Dados de 2022 indicam 1,9 mil cursos de Direito autorizados a funcionar em território brasileiro. Mas e daí? Daí que em lugar algum há tanta oferta de vagas. É ingovernável. Nem se somado for o quantitativo de graduações jurídicas existente nos cinco continentes. Impossível, no rescaldo dessa informação, não esperar problemas sérios de qualidade do "produto" consumível que é colocado no mercado, inclusive na "embalagem" à distância (EAD).

Um segundo dado que chama a atenção: apenas 10% dos cursos de Direito do País possuem recomendação positiva da OAB, em que pese a palavra da instituição não interfira ou influa para a abertura daquele campus e dos demais por parte do MEC. De acordo com a 7ª edição do selo "OAB Recomenda", por exemplo, termômetro da entidade para auxílio na aferição da qualidade do ensino jurídico, 192 faculdades selecionadas, em contraponto ao volume de cursos de Direito aptos a operar suas atividades. É aterrador.
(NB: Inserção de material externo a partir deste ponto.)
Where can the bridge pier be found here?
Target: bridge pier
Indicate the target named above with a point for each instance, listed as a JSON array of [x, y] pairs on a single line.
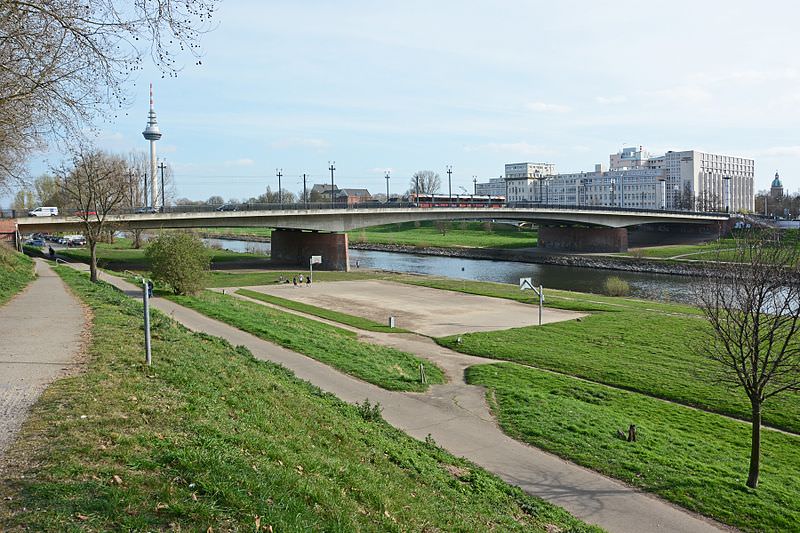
[[295, 248], [581, 239]]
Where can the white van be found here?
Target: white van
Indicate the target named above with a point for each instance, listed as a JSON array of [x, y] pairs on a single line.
[[44, 212]]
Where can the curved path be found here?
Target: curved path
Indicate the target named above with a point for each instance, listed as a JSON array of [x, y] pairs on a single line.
[[457, 417], [40, 338]]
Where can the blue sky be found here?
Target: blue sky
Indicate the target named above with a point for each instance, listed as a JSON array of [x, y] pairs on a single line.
[[420, 85]]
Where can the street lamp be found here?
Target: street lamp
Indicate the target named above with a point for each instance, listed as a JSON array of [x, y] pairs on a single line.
[[449, 184]]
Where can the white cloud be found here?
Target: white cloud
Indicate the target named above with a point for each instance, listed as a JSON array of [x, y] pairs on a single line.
[[518, 148], [317, 144], [242, 162], [779, 151], [542, 107], [684, 94], [609, 100]]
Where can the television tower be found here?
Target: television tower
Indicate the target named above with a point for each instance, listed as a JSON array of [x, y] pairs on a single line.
[[152, 134]]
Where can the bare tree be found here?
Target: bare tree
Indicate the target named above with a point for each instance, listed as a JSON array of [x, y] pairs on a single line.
[[64, 61], [95, 184], [426, 181], [753, 310]]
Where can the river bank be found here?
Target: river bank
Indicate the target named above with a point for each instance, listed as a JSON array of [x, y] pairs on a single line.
[[605, 262]]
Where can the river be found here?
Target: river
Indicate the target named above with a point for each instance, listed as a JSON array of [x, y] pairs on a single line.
[[662, 287]]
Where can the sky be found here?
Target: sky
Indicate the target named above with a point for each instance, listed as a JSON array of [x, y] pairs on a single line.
[[407, 86]]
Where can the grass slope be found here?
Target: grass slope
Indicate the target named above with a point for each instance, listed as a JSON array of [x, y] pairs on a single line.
[[209, 437], [383, 366], [458, 234], [697, 460], [122, 252], [16, 271], [335, 316]]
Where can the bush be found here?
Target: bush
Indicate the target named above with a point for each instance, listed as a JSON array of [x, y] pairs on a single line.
[[615, 286], [179, 260]]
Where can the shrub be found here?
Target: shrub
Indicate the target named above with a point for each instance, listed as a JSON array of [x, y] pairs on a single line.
[[179, 260], [615, 286]]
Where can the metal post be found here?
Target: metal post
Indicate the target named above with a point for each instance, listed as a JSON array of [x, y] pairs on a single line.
[[146, 298], [279, 172], [162, 166], [449, 185], [332, 168], [541, 303]]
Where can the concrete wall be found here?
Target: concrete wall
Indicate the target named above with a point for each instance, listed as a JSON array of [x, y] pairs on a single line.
[[572, 239], [295, 248]]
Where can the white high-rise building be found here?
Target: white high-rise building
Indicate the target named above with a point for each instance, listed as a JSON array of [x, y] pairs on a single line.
[[689, 180]]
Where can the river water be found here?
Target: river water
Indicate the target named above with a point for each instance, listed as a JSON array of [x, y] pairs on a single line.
[[662, 287]]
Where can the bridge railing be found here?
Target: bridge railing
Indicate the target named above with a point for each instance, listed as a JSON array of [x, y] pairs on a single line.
[[11, 213]]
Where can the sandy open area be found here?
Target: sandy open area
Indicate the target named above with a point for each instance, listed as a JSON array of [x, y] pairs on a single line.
[[432, 312]]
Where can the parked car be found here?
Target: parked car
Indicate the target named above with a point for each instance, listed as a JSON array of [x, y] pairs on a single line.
[[43, 212]]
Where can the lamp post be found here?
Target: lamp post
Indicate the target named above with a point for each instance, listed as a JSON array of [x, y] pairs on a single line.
[[279, 173], [161, 167], [449, 184], [332, 168]]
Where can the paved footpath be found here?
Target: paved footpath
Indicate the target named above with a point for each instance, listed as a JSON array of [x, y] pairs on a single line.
[[457, 418], [40, 337]]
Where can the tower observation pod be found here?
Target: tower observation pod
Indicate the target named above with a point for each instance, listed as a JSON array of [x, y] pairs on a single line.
[[152, 134]]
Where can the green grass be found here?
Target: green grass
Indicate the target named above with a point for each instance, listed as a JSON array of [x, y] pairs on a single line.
[[16, 271], [383, 366], [211, 437], [641, 351], [335, 316], [697, 460], [458, 234], [122, 252]]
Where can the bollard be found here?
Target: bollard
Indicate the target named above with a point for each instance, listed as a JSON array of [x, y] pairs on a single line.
[[146, 298]]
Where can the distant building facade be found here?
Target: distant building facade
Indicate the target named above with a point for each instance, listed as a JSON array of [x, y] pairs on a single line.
[[776, 189], [690, 180], [495, 187]]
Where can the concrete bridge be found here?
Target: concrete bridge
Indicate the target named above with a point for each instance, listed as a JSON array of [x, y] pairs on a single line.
[[301, 232]]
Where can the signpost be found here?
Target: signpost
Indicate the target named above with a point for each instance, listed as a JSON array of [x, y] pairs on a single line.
[[315, 260], [525, 284]]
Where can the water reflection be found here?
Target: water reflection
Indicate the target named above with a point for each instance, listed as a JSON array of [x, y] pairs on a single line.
[[652, 286]]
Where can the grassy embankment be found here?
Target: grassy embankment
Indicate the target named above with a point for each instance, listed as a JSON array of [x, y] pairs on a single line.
[[335, 316], [211, 437], [383, 366], [459, 234], [16, 271], [697, 460], [637, 345], [123, 252]]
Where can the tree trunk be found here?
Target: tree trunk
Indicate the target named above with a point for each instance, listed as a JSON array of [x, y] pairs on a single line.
[[93, 261], [755, 445]]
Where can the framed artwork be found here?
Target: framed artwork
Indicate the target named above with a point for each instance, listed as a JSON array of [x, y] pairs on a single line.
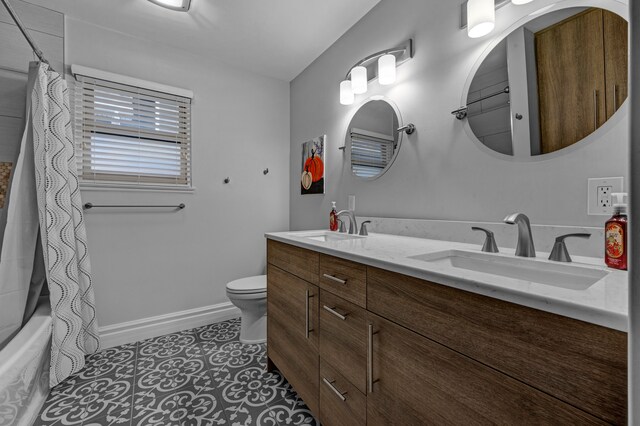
[[312, 179]]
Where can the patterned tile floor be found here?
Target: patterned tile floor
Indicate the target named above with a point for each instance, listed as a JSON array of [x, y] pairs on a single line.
[[198, 377]]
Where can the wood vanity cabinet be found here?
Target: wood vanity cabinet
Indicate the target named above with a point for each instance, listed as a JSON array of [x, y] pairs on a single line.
[[389, 349], [420, 382], [292, 321]]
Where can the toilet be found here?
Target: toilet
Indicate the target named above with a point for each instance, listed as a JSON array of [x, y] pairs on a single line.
[[250, 296]]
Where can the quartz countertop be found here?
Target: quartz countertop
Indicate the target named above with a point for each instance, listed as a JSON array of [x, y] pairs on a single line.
[[603, 303]]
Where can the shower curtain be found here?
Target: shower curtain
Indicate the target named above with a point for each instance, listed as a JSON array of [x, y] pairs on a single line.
[[62, 229]]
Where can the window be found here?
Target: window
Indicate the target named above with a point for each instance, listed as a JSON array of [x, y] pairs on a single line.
[[371, 152], [131, 136]]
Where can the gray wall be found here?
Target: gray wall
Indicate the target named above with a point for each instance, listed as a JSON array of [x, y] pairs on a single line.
[[47, 29], [441, 171], [148, 264]]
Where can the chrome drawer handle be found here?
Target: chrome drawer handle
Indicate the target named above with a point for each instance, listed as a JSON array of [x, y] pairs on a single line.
[[370, 380], [336, 313], [307, 321], [334, 389], [336, 279]]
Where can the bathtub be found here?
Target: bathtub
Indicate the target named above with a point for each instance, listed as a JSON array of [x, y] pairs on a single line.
[[24, 370]]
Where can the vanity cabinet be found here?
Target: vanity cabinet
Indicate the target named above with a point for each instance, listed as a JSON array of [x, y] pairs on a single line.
[[384, 348], [580, 363], [343, 344], [417, 381], [292, 322]]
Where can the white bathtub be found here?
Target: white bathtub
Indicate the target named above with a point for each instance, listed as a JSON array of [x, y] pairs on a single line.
[[24, 370]]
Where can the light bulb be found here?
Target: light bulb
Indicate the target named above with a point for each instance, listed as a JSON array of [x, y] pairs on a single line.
[[481, 17], [346, 93], [180, 5], [359, 80], [387, 69]]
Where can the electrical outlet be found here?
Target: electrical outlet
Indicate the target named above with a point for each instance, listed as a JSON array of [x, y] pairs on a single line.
[[599, 201], [604, 196]]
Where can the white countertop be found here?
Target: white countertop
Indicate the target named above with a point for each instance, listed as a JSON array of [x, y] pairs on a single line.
[[604, 303]]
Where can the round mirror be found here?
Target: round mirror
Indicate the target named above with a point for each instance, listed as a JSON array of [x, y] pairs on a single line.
[[373, 138], [550, 83]]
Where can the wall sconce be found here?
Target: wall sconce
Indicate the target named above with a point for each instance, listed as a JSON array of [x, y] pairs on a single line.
[[179, 5], [478, 16], [381, 65], [481, 17]]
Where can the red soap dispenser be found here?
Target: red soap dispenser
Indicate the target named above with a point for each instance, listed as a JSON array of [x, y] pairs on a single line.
[[615, 235], [333, 217]]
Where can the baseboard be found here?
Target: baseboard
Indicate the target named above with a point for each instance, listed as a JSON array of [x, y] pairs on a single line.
[[145, 328]]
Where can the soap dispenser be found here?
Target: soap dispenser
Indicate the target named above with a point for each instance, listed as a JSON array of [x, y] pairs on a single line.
[[615, 234], [333, 217]]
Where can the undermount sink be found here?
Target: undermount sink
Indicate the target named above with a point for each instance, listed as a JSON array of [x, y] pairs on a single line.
[[562, 275], [324, 236]]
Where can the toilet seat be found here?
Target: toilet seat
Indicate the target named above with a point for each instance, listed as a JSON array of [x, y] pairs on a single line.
[[249, 285]]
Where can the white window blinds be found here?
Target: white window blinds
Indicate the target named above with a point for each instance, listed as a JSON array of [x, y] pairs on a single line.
[[370, 152], [131, 136]]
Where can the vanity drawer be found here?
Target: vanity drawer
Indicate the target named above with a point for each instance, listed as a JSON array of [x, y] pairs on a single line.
[[344, 278], [341, 404], [343, 334], [295, 260], [580, 363]]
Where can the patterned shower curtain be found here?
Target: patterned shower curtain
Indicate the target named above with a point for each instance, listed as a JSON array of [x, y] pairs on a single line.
[[62, 228]]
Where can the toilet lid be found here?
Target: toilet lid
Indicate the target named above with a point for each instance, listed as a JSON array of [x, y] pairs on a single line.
[[255, 284]]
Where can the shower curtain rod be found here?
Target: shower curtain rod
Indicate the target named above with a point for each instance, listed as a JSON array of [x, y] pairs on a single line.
[[25, 33]]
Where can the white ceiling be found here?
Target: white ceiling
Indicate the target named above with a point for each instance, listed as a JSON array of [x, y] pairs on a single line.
[[276, 38]]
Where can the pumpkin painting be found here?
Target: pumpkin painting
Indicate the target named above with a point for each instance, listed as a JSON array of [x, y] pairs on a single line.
[[315, 166], [307, 180], [312, 177]]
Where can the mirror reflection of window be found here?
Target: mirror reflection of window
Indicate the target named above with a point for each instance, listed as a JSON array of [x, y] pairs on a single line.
[[373, 139], [567, 75]]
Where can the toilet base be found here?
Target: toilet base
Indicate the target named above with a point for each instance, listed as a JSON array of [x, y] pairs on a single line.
[[253, 328]]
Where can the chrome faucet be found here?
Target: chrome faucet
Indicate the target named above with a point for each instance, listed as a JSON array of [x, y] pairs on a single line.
[[525, 246], [353, 225]]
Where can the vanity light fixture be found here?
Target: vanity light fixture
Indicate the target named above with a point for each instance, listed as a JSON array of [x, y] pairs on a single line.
[[179, 5], [347, 97], [481, 17], [387, 69], [381, 65], [359, 80]]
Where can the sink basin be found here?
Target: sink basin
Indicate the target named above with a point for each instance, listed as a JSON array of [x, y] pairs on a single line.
[[562, 275], [324, 236]]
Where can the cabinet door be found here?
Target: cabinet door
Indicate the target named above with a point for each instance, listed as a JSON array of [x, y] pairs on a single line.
[[292, 332], [417, 381], [616, 50], [571, 82], [343, 333]]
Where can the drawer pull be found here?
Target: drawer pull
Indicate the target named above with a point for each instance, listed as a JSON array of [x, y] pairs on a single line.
[[306, 318], [336, 313], [370, 380], [336, 279], [333, 388]]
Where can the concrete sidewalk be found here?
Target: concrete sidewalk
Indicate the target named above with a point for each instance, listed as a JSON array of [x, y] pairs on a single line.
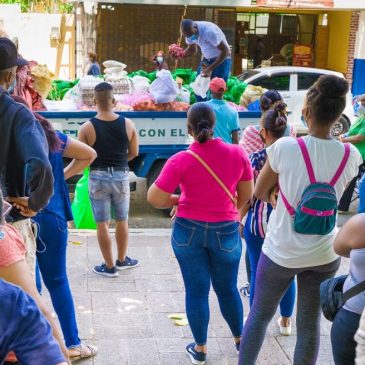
[[127, 317]]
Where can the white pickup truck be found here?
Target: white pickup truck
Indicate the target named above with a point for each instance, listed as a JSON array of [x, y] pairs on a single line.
[[161, 135]]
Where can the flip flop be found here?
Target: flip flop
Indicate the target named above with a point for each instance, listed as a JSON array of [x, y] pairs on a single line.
[[86, 351]]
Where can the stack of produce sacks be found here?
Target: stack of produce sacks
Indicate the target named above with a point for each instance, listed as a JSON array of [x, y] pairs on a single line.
[[116, 75]]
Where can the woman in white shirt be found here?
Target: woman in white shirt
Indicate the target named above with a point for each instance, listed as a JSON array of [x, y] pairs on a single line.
[[287, 253]]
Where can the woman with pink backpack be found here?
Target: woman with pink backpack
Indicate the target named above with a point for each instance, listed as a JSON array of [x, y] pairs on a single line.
[[312, 173]]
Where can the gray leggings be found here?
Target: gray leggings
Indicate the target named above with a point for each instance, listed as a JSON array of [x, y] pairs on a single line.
[[272, 281]]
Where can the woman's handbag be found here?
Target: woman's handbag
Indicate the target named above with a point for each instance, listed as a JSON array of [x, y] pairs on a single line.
[[332, 296], [216, 178]]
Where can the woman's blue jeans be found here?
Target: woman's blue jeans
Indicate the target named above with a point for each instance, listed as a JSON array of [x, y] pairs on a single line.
[[361, 208], [51, 258], [254, 247], [209, 253]]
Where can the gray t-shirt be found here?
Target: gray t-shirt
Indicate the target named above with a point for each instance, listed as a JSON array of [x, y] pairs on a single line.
[[356, 304]]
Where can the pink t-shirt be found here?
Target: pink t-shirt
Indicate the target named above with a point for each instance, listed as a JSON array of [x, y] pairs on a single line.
[[202, 199], [12, 247]]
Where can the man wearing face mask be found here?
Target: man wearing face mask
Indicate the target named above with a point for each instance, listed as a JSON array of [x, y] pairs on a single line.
[[159, 61], [356, 136], [24, 167], [216, 55]]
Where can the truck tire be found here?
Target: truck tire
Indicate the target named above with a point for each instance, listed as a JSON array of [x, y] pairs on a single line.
[[341, 126]]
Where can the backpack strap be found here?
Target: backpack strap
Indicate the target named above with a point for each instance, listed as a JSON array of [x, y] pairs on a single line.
[[288, 207], [355, 290], [342, 165], [307, 160]]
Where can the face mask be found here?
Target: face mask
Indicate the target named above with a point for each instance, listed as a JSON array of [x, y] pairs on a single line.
[[193, 38], [12, 86]]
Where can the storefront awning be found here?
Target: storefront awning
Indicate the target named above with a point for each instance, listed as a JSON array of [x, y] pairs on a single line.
[[288, 4]]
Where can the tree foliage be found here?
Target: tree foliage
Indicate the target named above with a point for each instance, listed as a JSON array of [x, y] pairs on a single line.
[[42, 6]]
Prosseguindo-se nos números, que, como cediço, não têm a mania feia de mentir. Pois bem. Entre os anos de 1995 e 2018, isto é, dentro de um intervalo de pouco mais de uma década, o aumento na quantidade de cursos jurídicos foi de 539%. Quantidade inversamente proporcional à qualidade, o que salta aos olhos da análise dos índices de êxito no Exame de Ordem Unificado. Quem disse isso? A Fundação Getúlio Vargas (FGV), organizadora do certame.

Ora, é papel da OAB zelar por um padrão mínimo de suficiência do ensino jurídico, dentro das missões que lhe atribui o legislador (Lei 8.906/1994, artigo 44). Não se trata de uma escolha. Trata-se de compromisso a um só fôlego irrenunciável, irrevogável, intransferível e irretratável. Não é brincadeira. O Exame se justifica em qualquer cenário, mesmo naquele historicamente vivido por esses lados. Ele é uma ferramenta que atesta conhecimentos básicos para o desempenho da profissão que mexe, diretamente, nas vidas das pessoas do princípio ao fim, já que não há sociedade sem direitos e obrigações e sem leis para organizá-la, e sem a aceitação de que, da infância à sucessão post mortem, há regras e cláusulas a serem observadas para que se assegure estabilidade, confiabilidade e previsibilidade à dinâmica da existência humana.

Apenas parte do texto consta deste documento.